06/10/2023. “Di solito, non ricordo i sogni che faccio durante la notte. Mi sveglio con una baraonda in testa di tutte le cose sognate e subito dimenticate. Ma da qualche tempo, al risveglio, mi ritrovo spesso ad avere l’immagine del viso di Francesco dietro una cortina grigia, mai a fuoco e mai sereno. Eppure aveva scelto lui di fare quella vita e la voglia di navigare in mare aperto era nata durante il servizio militare.
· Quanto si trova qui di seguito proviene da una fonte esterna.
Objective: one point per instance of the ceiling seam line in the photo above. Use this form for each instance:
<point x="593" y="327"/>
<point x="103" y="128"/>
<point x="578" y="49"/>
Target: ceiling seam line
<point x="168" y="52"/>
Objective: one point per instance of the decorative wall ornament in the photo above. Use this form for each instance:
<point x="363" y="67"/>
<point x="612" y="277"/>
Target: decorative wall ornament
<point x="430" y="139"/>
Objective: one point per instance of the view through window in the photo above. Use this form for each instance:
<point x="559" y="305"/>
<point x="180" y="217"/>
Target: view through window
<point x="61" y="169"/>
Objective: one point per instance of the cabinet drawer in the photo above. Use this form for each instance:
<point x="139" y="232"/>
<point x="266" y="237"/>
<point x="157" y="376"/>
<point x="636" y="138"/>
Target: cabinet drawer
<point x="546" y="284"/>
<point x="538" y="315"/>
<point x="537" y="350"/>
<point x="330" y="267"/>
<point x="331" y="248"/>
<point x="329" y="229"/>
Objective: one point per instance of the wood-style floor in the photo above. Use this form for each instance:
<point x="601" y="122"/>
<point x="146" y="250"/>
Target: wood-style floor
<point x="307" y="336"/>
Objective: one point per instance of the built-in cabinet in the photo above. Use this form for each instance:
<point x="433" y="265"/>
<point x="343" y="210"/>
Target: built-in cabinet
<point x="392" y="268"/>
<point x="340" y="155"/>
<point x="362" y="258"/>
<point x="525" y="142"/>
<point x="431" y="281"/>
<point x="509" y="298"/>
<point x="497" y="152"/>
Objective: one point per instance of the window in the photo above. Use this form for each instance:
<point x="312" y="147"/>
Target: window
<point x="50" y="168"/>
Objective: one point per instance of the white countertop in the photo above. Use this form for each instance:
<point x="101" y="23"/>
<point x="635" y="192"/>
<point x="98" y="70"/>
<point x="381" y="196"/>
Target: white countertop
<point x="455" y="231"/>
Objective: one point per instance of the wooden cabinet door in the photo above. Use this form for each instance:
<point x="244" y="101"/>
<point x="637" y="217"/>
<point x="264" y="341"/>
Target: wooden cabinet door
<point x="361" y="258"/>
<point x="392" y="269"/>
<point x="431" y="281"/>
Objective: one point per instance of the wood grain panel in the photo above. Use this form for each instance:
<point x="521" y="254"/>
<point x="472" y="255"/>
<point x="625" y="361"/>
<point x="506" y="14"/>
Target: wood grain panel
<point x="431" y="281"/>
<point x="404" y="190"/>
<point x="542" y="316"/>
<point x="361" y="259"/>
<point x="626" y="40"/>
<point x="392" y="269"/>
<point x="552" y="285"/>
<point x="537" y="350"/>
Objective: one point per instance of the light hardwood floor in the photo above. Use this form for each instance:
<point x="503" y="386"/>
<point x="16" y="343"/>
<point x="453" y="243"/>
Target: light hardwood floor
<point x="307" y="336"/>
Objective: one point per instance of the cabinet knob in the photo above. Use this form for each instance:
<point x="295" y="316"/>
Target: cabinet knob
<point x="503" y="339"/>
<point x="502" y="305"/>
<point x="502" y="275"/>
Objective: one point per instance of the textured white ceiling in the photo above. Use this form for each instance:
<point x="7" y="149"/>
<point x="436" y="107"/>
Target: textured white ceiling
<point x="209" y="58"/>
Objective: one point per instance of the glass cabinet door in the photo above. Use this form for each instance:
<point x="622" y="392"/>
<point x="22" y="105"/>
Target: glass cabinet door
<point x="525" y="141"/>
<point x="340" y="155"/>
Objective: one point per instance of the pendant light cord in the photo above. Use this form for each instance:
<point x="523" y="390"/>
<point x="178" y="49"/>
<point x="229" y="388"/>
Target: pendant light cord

Guardava i porti e le città dall’alto della nave e diceva: «È proprio quello che voglio fare, esplorare mari esotici e terre lontane. Mi sembra tutto magnifico». Per lui era un sogno, era quello che lo appassionava. Ma il lavoro che aveva idealizzato si era dimostrato molto più duro di quanto potesse sopportare. Non c’erano stati mari e terre lontane o avventure fantastiche da raccontare agli amici, ma solo fatica, e notti e giorni al freddo”.

Racconta così la dura vita di un marinaio Giovanna, la protagonista del nuovo romanzo – ispirato a una storia vera – di Antonella Roncarolo dal titolo Quel silenzio in fondo al mare. Il naufragio nel mare Adriatico del motopeschereccio Rita Evelin.

Nella notte del 26 ottobre 2006, il motopeschereccio Rita Evelin si inabissa nelle acque dell’Adriatico. Nonostante il mare calmo e il cielo stellato, si consuma una tragedia: il capitano sopravvive, i tre membri dell’equipaggio vengono inghiottiti dalle profondità marine. Solo ventuno giorni più tardi, i loro corpi saranno recuperati. Il motopeschereccio rimarrà lì, una silenziosa tomba sottomarina.

Un libro che racconta l’attesa, dolore e rabbia. È la storia di coloro che non hanno ottenuto giustizia, narrata attraverso gli occhi di chi non può, e non vuole, lasciare che il ricordo di quella notte svanisca nell’oblio.